Minister of the Armed Forces
- In office 3 October 1955 – 28 August 1966
- Preceded by: Emil Bodnăraș
- Succeeded by: Ioan Ioniță

Personal details
- Born: Szilágyi Ignác 19 June 1913 Tasnádszántó, Austria-Hungary (now Santău, Romania)
- Died: 28 August 1966 (aged 53) Bucharest, Romania
- Party: Romanian Communist Party

Military service
- Allegiance: Romania
- Branch/service: Romanian Army
- Years of service: 1934 – 28 August 1966
- Rank: General of the Army

= Leontin Sălăjan =

Romanian communist military and political leader (1913–1966)

Leontin Sălăjan (Szilágyi Ignác; 19 June 1913 – 28 August 1966) was a Romania communist military and political leader.

Born in Santău Commune, Satu Mare County (then in Szilágy County, Austria-Hungary), he was of Hungarian ethnicity, a locksmith by training. In 1934, he was recruited into the military engineering branch of the Romanian Army, performing his military service in a broadcasting regiment. He joined the banned Romanian Communist Party in 1939, belonging to its Transylvanian faction and holding positions in its Banat structures. In 1948, following the establishment of a Communist regime, he became deputy Health Minister, followed by a stint in 1949-1950 as Constructions Minister. In 1950, despite his limited military experience, he was promoted to army general and named Chief of the Romanian General Staff, holding the office until 1954. He was made Armed Forces Minister in 1955, holding the position until his death. While in this office, he was a close ally of Nicolae Ceaușescu, alongside whom he sat on a high command during the Hungarian Revolution of 1956, charged with suppressing unrest by any means necessary, including ordering security forces to open fire.

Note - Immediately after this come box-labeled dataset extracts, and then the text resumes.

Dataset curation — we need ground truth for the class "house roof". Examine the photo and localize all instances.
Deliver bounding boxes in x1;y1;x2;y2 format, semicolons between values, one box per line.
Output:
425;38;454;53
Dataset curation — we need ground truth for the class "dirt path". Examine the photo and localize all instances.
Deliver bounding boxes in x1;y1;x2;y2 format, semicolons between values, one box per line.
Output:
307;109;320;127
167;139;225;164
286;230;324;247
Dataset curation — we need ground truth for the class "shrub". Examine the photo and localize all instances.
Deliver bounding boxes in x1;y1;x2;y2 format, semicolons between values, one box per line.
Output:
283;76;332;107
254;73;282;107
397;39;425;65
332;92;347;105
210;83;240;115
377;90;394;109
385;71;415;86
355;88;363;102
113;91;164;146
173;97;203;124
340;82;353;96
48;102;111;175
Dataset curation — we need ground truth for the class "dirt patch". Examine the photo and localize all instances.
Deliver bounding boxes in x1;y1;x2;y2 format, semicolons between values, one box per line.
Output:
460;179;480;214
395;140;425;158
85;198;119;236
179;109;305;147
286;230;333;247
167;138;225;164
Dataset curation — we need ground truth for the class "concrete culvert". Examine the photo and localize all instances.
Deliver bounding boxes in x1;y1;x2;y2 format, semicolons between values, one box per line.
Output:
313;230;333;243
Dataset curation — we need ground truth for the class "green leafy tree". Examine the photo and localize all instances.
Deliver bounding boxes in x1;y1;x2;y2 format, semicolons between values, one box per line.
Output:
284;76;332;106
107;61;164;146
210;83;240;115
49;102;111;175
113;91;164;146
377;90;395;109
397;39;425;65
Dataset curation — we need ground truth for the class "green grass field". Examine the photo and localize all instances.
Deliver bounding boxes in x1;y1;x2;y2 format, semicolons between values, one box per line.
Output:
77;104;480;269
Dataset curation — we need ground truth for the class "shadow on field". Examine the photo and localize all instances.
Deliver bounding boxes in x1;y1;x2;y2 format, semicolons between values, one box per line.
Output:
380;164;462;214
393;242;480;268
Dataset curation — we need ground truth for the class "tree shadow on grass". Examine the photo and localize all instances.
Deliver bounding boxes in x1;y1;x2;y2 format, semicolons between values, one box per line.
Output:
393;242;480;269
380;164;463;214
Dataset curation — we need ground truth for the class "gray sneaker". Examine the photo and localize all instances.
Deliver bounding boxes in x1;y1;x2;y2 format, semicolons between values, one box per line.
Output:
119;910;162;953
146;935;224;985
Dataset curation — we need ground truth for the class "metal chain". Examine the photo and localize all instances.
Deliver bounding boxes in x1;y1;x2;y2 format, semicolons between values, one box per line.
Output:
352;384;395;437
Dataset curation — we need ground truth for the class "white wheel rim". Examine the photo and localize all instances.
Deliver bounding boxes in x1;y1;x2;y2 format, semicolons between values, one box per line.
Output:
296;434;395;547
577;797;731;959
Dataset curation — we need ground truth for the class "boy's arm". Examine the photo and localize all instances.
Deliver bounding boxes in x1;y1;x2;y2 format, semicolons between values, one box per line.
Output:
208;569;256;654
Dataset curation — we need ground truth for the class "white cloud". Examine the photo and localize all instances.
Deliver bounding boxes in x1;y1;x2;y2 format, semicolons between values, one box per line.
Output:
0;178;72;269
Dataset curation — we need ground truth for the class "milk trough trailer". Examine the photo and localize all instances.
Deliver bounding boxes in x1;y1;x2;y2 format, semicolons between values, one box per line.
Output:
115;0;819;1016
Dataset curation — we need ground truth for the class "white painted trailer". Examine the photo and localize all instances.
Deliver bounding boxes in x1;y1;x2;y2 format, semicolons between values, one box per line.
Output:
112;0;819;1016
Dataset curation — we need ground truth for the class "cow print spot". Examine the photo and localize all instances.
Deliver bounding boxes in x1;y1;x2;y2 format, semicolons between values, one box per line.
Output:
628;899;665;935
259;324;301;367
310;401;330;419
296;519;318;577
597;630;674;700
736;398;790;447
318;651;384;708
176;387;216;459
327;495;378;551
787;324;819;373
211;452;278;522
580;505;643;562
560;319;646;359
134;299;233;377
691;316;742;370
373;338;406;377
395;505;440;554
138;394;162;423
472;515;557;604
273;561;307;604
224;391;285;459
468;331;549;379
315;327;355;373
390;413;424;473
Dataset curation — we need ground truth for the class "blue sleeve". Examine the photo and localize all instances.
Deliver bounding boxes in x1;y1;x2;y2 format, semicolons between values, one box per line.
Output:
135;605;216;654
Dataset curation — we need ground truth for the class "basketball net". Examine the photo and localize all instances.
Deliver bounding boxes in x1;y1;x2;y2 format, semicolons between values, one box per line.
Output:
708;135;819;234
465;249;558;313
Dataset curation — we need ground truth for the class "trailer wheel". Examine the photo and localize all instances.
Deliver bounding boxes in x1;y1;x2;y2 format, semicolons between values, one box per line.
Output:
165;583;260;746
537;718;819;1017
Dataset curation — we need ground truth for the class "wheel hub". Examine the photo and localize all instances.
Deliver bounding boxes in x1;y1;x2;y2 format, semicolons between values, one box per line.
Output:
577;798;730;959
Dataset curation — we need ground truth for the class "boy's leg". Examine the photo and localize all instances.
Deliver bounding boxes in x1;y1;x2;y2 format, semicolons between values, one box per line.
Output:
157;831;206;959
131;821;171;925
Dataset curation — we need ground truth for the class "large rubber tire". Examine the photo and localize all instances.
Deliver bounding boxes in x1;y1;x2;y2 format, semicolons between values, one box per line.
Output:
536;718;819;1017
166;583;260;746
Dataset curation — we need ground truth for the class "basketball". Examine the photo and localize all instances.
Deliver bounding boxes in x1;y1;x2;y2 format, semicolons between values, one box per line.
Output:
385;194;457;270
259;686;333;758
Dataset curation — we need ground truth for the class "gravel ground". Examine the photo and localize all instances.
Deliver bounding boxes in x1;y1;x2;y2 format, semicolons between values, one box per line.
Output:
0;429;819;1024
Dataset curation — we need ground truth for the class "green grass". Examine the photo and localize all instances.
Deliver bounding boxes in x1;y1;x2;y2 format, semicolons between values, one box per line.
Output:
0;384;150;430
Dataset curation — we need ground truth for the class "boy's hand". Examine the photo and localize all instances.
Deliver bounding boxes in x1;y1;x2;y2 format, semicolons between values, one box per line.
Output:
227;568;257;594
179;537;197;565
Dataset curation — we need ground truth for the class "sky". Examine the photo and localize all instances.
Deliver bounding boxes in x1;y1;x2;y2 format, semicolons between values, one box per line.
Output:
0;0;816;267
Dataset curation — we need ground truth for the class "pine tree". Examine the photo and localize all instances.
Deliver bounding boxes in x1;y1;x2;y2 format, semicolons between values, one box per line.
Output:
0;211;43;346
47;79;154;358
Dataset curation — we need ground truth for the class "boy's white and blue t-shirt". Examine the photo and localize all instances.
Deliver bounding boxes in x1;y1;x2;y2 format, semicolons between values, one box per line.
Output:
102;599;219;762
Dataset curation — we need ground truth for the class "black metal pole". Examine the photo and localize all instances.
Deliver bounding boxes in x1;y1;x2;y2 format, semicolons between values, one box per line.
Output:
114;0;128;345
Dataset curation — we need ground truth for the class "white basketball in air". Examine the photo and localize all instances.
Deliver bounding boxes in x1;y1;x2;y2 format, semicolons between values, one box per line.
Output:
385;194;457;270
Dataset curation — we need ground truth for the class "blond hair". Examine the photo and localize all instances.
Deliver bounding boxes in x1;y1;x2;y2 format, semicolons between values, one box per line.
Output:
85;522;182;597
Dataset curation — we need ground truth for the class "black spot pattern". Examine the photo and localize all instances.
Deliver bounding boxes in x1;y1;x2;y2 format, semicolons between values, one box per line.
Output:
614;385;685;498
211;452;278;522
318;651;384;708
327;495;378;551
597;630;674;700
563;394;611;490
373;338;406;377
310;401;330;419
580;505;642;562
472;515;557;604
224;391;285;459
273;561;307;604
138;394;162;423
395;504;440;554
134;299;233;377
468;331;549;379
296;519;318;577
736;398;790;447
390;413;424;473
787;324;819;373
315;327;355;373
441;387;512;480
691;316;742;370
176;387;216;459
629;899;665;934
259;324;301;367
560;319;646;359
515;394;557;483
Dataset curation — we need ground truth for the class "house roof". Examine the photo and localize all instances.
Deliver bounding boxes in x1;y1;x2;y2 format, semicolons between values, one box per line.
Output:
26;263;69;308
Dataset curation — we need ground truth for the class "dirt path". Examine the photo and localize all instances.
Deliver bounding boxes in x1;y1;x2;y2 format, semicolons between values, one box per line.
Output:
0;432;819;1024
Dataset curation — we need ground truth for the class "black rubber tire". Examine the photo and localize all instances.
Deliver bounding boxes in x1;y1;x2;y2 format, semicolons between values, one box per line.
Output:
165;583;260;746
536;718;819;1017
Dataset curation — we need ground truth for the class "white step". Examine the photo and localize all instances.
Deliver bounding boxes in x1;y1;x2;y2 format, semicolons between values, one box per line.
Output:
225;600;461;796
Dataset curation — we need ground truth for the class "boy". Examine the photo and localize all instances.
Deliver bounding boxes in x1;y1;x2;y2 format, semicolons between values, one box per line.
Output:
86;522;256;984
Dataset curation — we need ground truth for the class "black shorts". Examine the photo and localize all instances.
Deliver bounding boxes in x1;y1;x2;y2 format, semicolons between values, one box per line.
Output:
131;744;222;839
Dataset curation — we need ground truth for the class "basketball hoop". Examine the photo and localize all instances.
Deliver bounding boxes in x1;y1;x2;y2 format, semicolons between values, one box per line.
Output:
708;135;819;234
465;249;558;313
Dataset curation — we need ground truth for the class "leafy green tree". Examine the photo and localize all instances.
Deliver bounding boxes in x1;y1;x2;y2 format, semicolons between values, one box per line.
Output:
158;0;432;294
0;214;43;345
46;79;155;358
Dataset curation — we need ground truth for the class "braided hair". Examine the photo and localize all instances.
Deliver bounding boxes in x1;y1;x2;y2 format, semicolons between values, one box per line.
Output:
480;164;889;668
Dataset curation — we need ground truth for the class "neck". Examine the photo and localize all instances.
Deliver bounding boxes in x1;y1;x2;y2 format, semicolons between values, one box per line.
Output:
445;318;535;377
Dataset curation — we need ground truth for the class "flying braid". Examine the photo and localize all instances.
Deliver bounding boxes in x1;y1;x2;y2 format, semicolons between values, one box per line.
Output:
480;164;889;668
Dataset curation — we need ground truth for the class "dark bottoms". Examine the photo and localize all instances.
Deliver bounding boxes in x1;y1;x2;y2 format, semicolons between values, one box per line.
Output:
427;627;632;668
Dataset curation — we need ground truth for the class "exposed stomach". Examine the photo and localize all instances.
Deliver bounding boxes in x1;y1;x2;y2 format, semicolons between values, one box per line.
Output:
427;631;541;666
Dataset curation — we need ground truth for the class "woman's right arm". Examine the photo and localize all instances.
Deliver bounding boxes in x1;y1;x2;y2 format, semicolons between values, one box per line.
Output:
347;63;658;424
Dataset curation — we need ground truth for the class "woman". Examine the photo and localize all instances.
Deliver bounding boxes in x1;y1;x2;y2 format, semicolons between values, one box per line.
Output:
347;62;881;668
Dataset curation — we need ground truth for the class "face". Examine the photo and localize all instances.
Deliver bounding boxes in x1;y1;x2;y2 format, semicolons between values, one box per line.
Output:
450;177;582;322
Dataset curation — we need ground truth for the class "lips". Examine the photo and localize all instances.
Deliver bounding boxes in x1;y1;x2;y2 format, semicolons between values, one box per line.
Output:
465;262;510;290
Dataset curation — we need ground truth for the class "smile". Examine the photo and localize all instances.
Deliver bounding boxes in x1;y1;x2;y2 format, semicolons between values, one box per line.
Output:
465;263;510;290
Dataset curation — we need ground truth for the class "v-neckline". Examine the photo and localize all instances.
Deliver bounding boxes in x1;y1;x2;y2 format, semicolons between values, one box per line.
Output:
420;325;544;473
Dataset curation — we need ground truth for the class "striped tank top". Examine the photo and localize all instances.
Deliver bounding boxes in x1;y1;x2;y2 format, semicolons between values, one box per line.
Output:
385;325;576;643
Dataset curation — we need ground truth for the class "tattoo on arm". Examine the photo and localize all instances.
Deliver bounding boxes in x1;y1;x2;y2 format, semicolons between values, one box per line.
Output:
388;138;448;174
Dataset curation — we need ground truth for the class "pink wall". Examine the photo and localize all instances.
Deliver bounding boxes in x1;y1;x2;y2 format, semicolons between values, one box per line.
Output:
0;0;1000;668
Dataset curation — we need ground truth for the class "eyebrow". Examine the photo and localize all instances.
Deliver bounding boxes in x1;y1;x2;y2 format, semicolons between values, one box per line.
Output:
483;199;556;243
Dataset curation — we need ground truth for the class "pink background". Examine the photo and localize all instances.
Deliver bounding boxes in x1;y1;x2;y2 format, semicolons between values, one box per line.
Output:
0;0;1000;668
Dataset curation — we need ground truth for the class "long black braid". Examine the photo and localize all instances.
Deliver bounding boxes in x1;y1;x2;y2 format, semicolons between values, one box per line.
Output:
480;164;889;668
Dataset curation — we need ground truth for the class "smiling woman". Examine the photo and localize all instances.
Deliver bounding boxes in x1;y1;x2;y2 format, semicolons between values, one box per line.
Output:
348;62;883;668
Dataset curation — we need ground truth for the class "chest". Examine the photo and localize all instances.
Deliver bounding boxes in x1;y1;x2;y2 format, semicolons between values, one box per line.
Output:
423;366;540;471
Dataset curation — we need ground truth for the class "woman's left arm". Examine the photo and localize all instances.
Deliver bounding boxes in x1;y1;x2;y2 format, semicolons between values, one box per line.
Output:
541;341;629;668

Within the party, he was a member of the central committee from 1945, and with Ceaușescu's rise to general secretary in 1965, he first became alternate member of the politburo and then member of the executive committee. He died after a failed ulcer operation. High-level investigations followed, identifying it as a likely case of medical malpractice, though the results were not made public.

Sălăjan was elected to the Assembly of Deputies for Sălaj County in 1946 and obtained a Sălăj seat in the Great National Assembly (MAN) in 1948, holding it until 1952. Later, he sat for Arad from 1952 to 1957 and for Oradea from 1957 until his death. In 1963, he was awarded the Order of the Star of the Romanian People's Republic, first class.